Making a copied member reference variable refer to a member of the copy and not of the original

Question

Consider a code where a struct has a member variable bar and a member reference variable that refers to bar. For instance:

struct Foo{
    double bar;
    double &bar_ref=bar;
};

void receivesFoo(Foo cp_foo){
    //&cp_foo.bar_ref is the same as &my_foo.bar_ref
 }

int main(){
    Foo my_foo;
    receivesFoo(my_foo);
    return 0;
}

The problem is that if you make a copy of a Foo by, for example, passing it to a function, cp_foo.bar_ref will refer to my_foo.bar and not to cp_foo.bar. How can I make it refer to cp_foo.bar instead?
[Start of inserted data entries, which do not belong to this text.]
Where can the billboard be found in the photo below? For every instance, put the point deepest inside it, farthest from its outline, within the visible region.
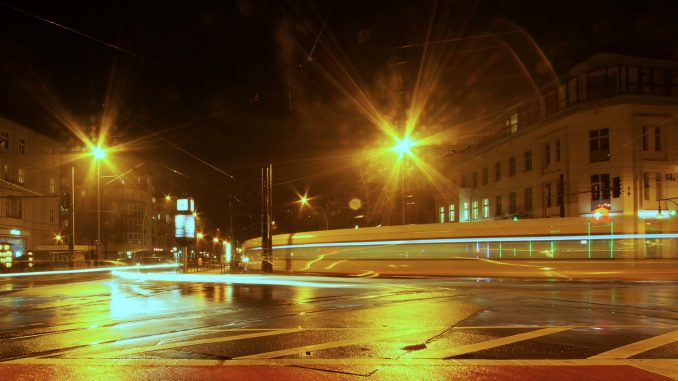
(184, 226)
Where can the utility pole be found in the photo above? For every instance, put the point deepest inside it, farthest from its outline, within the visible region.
(267, 219)
(71, 241)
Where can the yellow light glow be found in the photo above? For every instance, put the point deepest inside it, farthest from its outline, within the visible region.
(404, 147)
(98, 152)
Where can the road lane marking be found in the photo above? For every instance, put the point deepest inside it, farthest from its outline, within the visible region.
(132, 351)
(333, 344)
(463, 349)
(345, 361)
(633, 349)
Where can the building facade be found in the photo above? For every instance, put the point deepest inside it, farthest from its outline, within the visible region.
(29, 190)
(604, 141)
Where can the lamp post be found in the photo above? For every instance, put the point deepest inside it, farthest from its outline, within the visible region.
(98, 153)
(403, 148)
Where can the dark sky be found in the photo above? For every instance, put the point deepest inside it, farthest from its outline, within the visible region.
(242, 83)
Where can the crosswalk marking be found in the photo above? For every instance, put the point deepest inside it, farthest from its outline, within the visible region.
(332, 344)
(644, 363)
(133, 351)
(638, 347)
(463, 349)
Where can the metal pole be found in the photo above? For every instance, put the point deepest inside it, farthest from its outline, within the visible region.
(98, 210)
(71, 241)
(184, 253)
(402, 189)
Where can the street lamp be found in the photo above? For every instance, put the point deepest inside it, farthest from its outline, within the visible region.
(98, 153)
(403, 148)
(304, 201)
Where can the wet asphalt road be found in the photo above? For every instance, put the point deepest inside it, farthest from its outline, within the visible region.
(125, 328)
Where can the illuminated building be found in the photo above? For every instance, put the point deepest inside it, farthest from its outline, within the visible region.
(611, 120)
(29, 189)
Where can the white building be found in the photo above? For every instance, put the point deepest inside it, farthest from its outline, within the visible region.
(613, 120)
(29, 189)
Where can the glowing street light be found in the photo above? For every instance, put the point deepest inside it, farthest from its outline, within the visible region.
(98, 153)
(404, 147)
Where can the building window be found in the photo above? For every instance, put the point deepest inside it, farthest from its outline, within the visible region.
(557, 150)
(527, 202)
(13, 207)
(645, 139)
(599, 145)
(512, 124)
(600, 187)
(646, 186)
(4, 141)
(528, 161)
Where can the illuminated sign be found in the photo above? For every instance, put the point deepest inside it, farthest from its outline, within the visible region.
(653, 213)
(184, 226)
(182, 205)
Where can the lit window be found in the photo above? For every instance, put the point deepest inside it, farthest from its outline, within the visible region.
(599, 145)
(528, 161)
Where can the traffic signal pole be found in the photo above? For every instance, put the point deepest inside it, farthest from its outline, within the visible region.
(267, 219)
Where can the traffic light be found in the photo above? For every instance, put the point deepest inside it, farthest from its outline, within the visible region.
(616, 187)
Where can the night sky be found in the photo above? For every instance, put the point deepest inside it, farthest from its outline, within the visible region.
(242, 83)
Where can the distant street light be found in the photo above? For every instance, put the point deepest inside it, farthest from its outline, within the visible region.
(98, 153)
(403, 148)
(304, 201)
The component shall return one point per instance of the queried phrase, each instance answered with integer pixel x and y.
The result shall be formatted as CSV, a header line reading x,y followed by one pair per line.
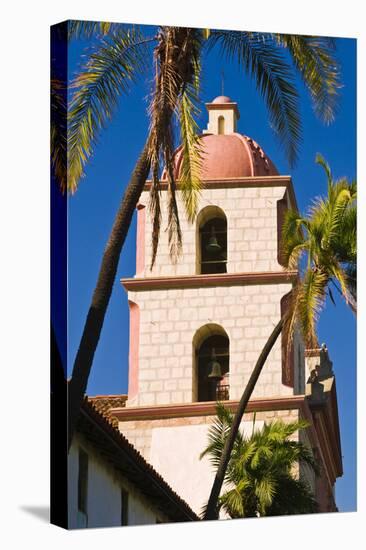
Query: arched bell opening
x,y
211,350
211,241
221,125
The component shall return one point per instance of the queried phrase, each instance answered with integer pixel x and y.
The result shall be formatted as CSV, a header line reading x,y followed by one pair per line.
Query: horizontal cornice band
x,y
219,279
245,181
208,408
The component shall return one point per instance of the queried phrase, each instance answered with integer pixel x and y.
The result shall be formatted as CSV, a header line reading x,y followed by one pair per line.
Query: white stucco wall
x,y
104,492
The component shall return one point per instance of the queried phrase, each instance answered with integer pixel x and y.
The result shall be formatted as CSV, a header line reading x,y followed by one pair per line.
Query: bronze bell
x,y
212,245
215,367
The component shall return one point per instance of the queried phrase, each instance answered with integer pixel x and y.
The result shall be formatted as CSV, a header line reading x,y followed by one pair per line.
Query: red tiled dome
x,y
222,99
229,156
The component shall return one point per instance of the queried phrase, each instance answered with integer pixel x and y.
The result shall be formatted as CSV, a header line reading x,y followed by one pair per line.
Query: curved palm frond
x,y
261,59
259,467
59,132
87,29
176,61
190,168
311,302
112,67
314,58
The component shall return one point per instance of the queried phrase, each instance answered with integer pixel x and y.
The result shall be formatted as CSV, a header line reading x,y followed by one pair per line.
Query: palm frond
x,y
176,61
59,132
311,300
190,168
314,58
263,61
87,29
112,67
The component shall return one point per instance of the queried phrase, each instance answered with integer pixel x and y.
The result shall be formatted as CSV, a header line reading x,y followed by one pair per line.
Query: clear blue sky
x,y
93,207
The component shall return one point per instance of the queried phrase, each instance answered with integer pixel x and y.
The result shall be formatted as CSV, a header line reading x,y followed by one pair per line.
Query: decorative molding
x,y
208,408
245,182
219,279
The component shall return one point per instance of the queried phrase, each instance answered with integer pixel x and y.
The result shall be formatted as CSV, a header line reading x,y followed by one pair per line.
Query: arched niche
x,y
210,343
211,241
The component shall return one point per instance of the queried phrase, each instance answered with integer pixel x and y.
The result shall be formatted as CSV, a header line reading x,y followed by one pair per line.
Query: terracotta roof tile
x,y
100,429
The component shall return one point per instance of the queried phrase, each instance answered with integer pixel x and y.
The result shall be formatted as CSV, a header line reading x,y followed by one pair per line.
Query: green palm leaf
x,y
313,57
274,79
110,70
87,29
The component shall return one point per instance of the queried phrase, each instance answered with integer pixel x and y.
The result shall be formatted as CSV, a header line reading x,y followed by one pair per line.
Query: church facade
x,y
198,326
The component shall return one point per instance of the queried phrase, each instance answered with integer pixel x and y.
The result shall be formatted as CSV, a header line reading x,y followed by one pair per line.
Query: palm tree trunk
x,y
103,290
212,509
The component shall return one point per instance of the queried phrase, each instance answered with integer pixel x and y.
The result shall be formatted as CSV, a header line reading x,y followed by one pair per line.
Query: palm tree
x,y
328,237
115,63
259,478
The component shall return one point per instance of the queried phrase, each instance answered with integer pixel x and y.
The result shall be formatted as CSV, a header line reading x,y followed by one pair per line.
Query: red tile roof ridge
x,y
106,424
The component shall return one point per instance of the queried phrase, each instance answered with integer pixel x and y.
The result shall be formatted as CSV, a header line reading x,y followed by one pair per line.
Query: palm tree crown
x,y
259,478
323,247
120,56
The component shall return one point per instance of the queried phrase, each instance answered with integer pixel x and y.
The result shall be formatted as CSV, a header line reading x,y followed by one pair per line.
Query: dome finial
x,y
223,114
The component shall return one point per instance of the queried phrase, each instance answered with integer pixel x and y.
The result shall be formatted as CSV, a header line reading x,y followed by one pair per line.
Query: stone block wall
x,y
251,231
169,320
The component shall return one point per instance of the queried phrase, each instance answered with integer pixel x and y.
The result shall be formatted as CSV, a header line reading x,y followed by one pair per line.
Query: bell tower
x,y
198,327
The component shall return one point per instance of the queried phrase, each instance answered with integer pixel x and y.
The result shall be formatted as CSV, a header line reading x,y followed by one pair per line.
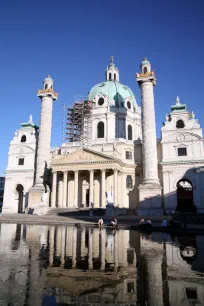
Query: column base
x,y
38,200
7,210
150,202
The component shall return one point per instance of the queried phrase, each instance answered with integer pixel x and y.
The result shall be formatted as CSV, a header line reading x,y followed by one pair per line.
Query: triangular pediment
x,y
82,156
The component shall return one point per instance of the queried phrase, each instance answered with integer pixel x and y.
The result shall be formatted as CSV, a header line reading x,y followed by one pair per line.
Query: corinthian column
x,y
54,189
116,187
103,188
65,188
91,179
76,182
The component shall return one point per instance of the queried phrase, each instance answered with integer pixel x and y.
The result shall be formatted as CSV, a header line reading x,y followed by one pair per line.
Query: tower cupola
x,y
48,83
145,66
112,72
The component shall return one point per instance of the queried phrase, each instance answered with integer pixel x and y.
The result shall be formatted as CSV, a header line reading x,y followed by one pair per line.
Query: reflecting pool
x,y
68,265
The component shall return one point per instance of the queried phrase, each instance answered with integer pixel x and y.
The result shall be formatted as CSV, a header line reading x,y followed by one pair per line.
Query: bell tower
x,y
112,72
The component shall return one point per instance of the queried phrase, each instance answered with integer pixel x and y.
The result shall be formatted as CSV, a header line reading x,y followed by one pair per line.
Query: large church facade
x,y
117,155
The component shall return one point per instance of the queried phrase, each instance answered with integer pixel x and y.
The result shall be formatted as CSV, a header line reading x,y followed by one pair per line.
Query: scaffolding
x,y
76,125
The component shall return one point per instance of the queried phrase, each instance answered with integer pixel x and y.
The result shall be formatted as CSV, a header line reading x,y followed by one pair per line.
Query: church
x,y
111,150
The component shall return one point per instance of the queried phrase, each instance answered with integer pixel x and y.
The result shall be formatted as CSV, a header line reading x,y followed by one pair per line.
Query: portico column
x,y
116,251
115,187
90,255
103,188
54,187
76,179
62,246
124,192
91,179
74,247
51,242
103,248
65,174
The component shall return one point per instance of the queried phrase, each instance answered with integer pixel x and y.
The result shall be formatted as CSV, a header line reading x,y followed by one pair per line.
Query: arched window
x,y
100,130
129,183
129,132
100,101
128,105
180,124
23,138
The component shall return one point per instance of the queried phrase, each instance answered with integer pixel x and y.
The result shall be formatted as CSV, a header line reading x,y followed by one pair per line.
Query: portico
x,y
84,177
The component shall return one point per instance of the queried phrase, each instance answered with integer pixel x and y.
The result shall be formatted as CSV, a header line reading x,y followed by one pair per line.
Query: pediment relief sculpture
x,y
82,156
182,137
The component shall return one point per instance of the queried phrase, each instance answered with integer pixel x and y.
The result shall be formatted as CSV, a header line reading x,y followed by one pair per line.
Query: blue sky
x,y
73,41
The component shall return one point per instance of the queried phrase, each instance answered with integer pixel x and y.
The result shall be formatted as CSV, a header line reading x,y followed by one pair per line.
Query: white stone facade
x,y
20,171
120,155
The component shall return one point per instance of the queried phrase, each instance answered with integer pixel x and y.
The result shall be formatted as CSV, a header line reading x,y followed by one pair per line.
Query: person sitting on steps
x,y
114,222
100,222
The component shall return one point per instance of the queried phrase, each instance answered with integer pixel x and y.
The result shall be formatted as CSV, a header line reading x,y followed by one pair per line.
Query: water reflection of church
x,y
87,266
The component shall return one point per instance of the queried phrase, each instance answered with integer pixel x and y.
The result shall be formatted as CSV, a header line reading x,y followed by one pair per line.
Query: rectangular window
x,y
128,155
182,152
21,161
191,293
130,287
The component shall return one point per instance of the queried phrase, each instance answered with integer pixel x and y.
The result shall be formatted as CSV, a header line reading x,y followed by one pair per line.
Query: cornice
x,y
182,162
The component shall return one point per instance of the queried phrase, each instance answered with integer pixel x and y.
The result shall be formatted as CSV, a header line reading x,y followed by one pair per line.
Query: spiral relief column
x,y
39,193
150,189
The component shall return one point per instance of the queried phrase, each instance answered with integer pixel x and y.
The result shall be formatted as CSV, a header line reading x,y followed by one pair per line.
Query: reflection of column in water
x,y
103,248
43,235
63,245
116,251
51,243
74,246
123,245
155,281
95,242
69,241
83,247
58,241
90,255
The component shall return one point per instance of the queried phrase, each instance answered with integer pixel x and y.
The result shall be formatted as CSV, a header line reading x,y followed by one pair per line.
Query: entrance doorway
x,y
185,196
19,189
87,197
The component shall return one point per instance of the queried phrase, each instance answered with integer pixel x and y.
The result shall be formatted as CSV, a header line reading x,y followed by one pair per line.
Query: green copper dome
x,y
113,90
145,61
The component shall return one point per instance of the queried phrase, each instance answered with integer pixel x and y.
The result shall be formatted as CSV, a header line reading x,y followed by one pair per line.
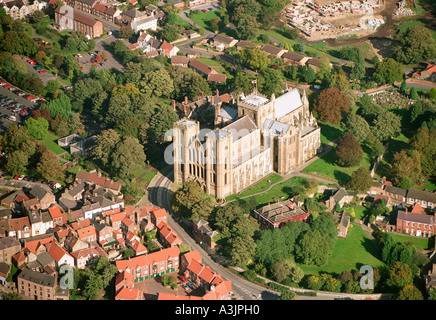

Note: I use these references variables for naming convenience, as some tutorials make it look like a possible use and I'd rather avoid all the readability issues associated with macros.

Answer 1

One alternative would be to use the member initializer list of a copy constructor:

struct Foo{
    double bar;
    double &bar_ref;
    Foo():bar_ref(bar){}
    Foo(const Foo& a):bar_ref(bar){}
};

This seems to work, but adds an inconvenience of having to maintain two separate initialization lists with similar code. If you are allowed to use C++11 you can avoid it by doing:

struct Foo{
    double bar;
    double &bar_ref=bar;
    Foo(){}
    Foo(const Foo& a){}
};

Notice you may encounter similar issues if you use pointers

As @juanchopanza comments, you may also improve the previous example by using the default keyword. See this question for more details:

struct Foo{
    double bar;
    double &bar_ref=bar;
    Foo()=default;
    Foo(const Foo& a){}
};